Step 5: Check ECR repo permissions
The permissions to the ECR repository can be managed at both Identity and Resource level. The Identity level permissions are provided at IAM and the resource level permissions are provided at the repository level. As we confirmed that identity based permissions are good, let's the check the policy for ECR repo.
{
"Version": "2012-10-17",
"Statement": [
{
"Sid": "new policy",
"Effect": "Deny",
"Principal": {
"AWS": "arn:aws:iam::1234567890:role/EksNodeGroupRole"
},
"Action": [
"ecr:UploadLayerPart",
"ecr:SetRepositoryPolicy",
"ecr:PutImage",
"ecr:ListImages",
"ecr:InitiateLayerUpload",
"ecr:GetRepositoryPolicy",
"ecr:GetDownloadUrlForLayer",
"ecr:DescribeRepositories",
"ecr:DeleteRepositoryPolicy",
"ecr:DeleteRepository",
"ecr:CompleteLayerUpload",
"ecr:BatchGetImage",
"ecr:BatchDeleteImage",
"ecr:BatchCheckLayerAvailability"
]
}
]
}
The ECR repository policy has Effect as Deny and the Principal as the EKS managed node role. Which is restricting the kubelet from pulling images in this repository.
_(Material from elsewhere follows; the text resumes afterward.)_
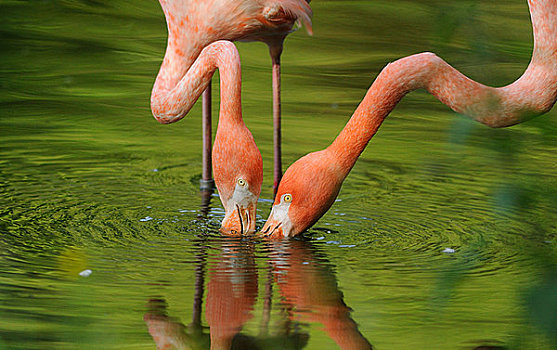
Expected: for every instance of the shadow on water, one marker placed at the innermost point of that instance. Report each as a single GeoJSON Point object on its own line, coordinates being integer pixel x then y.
{"type": "Point", "coordinates": [299, 272]}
Let's change the effect to allow and see if the kubelet is able to pull the image.
We will be using below json file to modify the ECR repository permissions.
{
"Version": "2012-10-17",
"Statement": [
{
"Sid": "new policy",
"Effect": "Allow",
"Principal": {
"AWS": "arn:aws:iam::1234567890:role/EksNodeGroupRole"
},
"Action": [
"ecr:UploadLayerPart",
"ecr:SetRepositoryPolicy",
"ecr:PutImage",
"ecr:ListImages",
"ecr:InitiateLayerUpload",
"ecr:GetRepositoryPolicy",
"ecr:GetDownloadUrlForLayer",
"ecr:DescribeRepositories",
"ecr:DeleteRepositoryPolicy",
"ecr:DeleteRepository",
"ecr:CompleteLayerUpload",
"ecr:BatchGetImage",
"ecr:BatchDeleteImage",
"ecr:BatchCheckLayerAvailability"
]
}
]
}
Step 6: Restart the deployment and verify the pod status
Now, restart the deployment and check if the pods are running.
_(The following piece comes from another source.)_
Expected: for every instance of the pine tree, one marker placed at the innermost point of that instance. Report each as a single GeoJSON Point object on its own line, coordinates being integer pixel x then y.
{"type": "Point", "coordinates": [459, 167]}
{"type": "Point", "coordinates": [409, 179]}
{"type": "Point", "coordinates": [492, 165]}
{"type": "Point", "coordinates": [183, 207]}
NAME READY STATUS RESTARTS AGE
ui-private-7655bf59b9-s9pvb 1/1 Running 0 65m
Wrapping it up
General troubleshooting workflow of the pod with ImagePullBackOff on private image includes:
- Check the pod events for a clue on cause of the issue such as "not found", "access denied" or "timeout".
- If "not found", ensure that the image exists in the path referenced in the private ECR repositories.
- For "access denied", check the permissions on worker node role and the ECR repository policy.
- For timeout on ECR, ensure that the worker node is configured to reach the ECR endpoint.